ENCONTRANDO NUESTRO PROPÓSITO
Gene es la Presidenta de Global Child Nutrition Foundation, una entidad que trabaja en pos de erradicar el hambre infantil en el mundo. Ella es una de esas personas cuyo sentido de propósito se hace evidente de inmediato y su ejemplo me inspiró a echarle otro vistazo al mío. Gene trabaja de 12 a 15 horas diarias, viaja por todo el mundo (más que todo, en autocar); cuenta con más energía que la mayoría de las personas que conozco y tiene más de 90 años. La conocí durante una entrevista que le hice para un artículo que estaba escribiendo sobre grandes líderes. Me presenté en su casa en Whidbey Island, cerca de Seattle, Washington, alrededor de la 1:45 p.m., en medio de un día soleado, 15 minutos antes de nuestra cita. Todavía no quería llamar a su puerta (quería esperar a que una mujer de su edad acabara de hacer su siesta), así que me senté en el banco junto a la puerta de su casa a esperar el momento de la cita. Para mi sorpresa, a los pocos minutos de haberme sentado, la puerta se abrió y allí estaba Gene, de pie frente a mí, lista para recibirme en su casa.

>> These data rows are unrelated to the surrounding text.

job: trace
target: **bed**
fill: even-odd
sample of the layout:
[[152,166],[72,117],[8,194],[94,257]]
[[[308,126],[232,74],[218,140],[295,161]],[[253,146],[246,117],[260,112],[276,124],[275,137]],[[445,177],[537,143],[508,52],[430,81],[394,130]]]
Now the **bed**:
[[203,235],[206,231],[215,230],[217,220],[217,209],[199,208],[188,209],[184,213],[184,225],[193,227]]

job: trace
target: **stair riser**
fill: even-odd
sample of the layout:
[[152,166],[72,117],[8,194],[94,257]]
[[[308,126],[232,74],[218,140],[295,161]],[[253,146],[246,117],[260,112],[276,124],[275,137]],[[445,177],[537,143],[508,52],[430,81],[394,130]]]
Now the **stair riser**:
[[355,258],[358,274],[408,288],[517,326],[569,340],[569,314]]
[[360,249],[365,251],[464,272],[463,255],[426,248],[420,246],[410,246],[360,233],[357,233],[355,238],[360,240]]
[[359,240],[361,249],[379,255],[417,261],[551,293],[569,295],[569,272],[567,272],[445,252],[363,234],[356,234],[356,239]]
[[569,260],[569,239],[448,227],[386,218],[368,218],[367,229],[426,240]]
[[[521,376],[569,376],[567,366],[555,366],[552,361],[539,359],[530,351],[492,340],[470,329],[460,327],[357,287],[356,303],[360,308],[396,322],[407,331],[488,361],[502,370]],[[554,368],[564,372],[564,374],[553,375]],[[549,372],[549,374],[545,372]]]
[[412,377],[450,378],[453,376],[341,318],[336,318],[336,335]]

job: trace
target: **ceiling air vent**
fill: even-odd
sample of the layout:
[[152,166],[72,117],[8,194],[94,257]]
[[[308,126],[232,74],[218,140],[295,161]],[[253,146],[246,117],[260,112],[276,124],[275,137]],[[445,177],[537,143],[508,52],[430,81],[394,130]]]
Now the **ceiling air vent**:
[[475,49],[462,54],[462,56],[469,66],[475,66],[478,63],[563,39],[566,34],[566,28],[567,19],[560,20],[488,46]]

Hablamos sin parar durante dos horas, después de las cuales, ella me preguntó qué me gustaría hacer a continuación. Le dije que tenía curiosidad por conocer su vecindario. Sin dudarlo, me acompañó hasta el auto y se acomodó en el asiento del copiloto y desde ahí me compartía sus ideas, esta vez, sobre Whidbey Island. Cuando regresamos a su casa y nos despedimos, Gene estaba a punto de comenzar una teleconferencia. ¿Cuál era su secreto?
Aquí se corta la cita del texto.